I apologize in advance if I'm messing up what you are trying to say. I am just as confused on this as Krugman. :/

Bob, you are describing the steady state, try doing the short run where $100 billion is borrowed and spent in the first year (and later years), and taxes rise in staggered fashion through time...taxes in year two do not have to be $100 billion, especially not if you are a Keynesian.

I'm about to utter an abomination, a statement so insane & without merit that to assume that anybody could think it is itself, heresy:

Our infrastructure is fine. All of our bridges aren't a stiff breeze short of collapsing. Washington could largely get out of the infrastructure business for some time & we'd barely notice their absence.

OK. I'm clearly insane. Please tell the authorities to be gentle when they come to take me away.

Precisely, also think of the non zero value of the Great Pyramids versus their spending costs...

kebko said this:

Our infrastructure is fine. All of our bridges aren't a stiff breeze short of collapsing. Washington could largely get out of the infrastructure business for some time & we'd barely notice their absence.

Rephrase it some to this:

Our computer systems are fine. They are not all in danger of collapsing. Business could largely get out of the computer business for some time & we'd barely notice.

Is there any difference in these two statements?

There is, because while computer systems are developed by and for private industry, roads are a public good paid for by taxation, not price.

If Washington got out of the road business some other jurisdiction would make roads, say local governments. This would fluctuate with political pressures for more roads and willingness of the taxpayers to fund them.

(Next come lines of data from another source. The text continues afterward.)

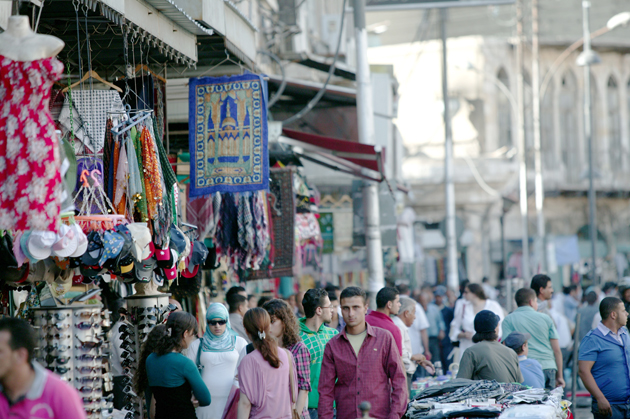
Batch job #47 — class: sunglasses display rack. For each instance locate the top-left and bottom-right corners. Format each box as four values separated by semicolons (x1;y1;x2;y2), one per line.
119;294;171;419
32;304;113;419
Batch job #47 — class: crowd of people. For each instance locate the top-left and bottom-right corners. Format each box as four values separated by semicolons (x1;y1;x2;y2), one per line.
0;274;630;419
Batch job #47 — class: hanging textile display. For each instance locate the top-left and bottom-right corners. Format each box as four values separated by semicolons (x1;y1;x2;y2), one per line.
247;167;295;279
0;54;63;233
189;74;269;197
59;90;125;152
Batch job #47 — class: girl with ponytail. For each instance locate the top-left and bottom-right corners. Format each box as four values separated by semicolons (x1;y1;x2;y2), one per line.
146;311;210;419
238;307;297;419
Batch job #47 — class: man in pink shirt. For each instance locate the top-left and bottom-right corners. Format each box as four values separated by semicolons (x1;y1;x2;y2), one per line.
0;317;86;419
365;287;402;356
317;287;408;419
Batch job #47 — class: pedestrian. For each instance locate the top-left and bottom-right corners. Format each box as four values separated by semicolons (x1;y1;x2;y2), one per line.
530;274;553;314
503;332;545;388
578;297;630;419
365;287;402;356
135;324;166;418
420;289;446;361
481;276;499;301
227;294;251;343
238;307;297;419
503;288;565;390
317;287;408;419
433;285;455;370
263;299;311;419
0;317;87;419
326;291;345;332
393;297;433;390
577;291;599;341
457;310;523;383
449;283;504;362
146;311;211;419
186;303;247;419
300;288;339;419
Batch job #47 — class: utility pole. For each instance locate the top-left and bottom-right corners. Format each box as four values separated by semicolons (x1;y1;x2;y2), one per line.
440;8;459;291
516;0;529;282
354;0;385;305
532;0;547;272
577;0;601;285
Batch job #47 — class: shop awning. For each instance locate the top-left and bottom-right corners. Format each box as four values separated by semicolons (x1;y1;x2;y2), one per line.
279;128;385;182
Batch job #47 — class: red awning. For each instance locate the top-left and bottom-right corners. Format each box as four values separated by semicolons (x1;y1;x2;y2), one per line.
282;128;385;174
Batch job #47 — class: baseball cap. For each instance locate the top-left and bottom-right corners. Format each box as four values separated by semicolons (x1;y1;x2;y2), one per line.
503;332;532;350
475;310;501;333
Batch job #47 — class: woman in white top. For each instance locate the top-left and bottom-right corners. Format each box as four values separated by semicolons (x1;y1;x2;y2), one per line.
449;284;505;364
187;303;247;419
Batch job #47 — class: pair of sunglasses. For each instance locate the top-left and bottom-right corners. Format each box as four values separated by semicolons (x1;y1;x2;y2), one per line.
46;355;70;365
42;343;70;353
42;313;70;321
75;322;101;330
42;323;70;332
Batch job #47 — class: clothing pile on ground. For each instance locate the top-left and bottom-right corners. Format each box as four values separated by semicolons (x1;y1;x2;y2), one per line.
405;378;571;419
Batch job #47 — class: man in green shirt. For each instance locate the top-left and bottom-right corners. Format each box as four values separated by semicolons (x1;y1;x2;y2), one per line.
502;288;565;390
457;310;523;383
300;288;339;419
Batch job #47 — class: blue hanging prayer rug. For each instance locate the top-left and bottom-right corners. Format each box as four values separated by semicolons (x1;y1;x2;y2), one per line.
188;74;269;196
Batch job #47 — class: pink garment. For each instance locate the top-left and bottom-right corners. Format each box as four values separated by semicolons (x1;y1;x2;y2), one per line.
0;363;86;419
0;56;63;233
238;348;297;419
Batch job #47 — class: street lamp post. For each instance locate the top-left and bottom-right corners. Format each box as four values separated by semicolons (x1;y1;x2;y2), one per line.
577;0;601;284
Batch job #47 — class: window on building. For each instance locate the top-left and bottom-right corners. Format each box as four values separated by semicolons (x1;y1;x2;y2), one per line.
540;80;557;169
497;68;514;152
606;76;623;173
558;71;580;180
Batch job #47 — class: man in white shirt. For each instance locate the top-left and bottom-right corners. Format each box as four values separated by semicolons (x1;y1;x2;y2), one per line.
392;297;433;388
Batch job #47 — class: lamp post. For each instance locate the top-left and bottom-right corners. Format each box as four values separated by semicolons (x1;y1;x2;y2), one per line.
576;0;602;284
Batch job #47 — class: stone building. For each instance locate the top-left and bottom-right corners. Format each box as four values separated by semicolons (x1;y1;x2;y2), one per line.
368;0;630;289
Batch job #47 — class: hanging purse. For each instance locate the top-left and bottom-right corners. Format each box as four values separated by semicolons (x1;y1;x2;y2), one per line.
285;349;302;419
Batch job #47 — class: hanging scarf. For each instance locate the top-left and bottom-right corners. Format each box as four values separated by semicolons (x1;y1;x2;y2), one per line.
201;303;236;352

If computer businesses got out of making computers by definition there would be no more computer businesses, as any new competing enterprise would be a computer business.

There is thus a semantic difference, though broadly I think you missed his point that the roads are paved and bridge collapses almost never happen.

"the roads are paved"

Clearly you haven't seen the roads in Michigan. With the exception of the stretch of interstate from the airport to downtown Detroit that was rebuilt for the Superbowl, most of our roads are in pretty bad condition. A result of harsh winters and limited local tax money for maintenance.

Ignorance may be bliss, but is it really the most desirable state and for how long?


Ever consider whether for profit toll roads would be better maintained?

A student, I think that is what Tyler is talking about when he refers to the "fetishization" of measured GDP. A rise in GDP will not get us out of this mess. A fall in GDP was not the problem.

There is almost no consideration of the value of the projects, only the price, and the extent to which they spur activity. The activity, i.e. aggregate demand, is completely separate from the ultimate value of the project. In most cases, the value of a project is how much customers want the result, not how much workers want the work. In this particular case, the value IS the cost!

Will people feel safe to spend and borrow when their laid-off neighbors get make-work employment from the government? Will banks feel safe to lend to people with temporary employment?

Lastly, in a democracy, how can the government have a significantly different risk tolerance than the general public?

Even in a democracy, the government is only sort-of accountable.

This is pretty much on target. The stimulus will not work. It probably wouldn't positively affect the market to begin with (as no government action does during recessions) but all the attention gives it about 0% chance of working.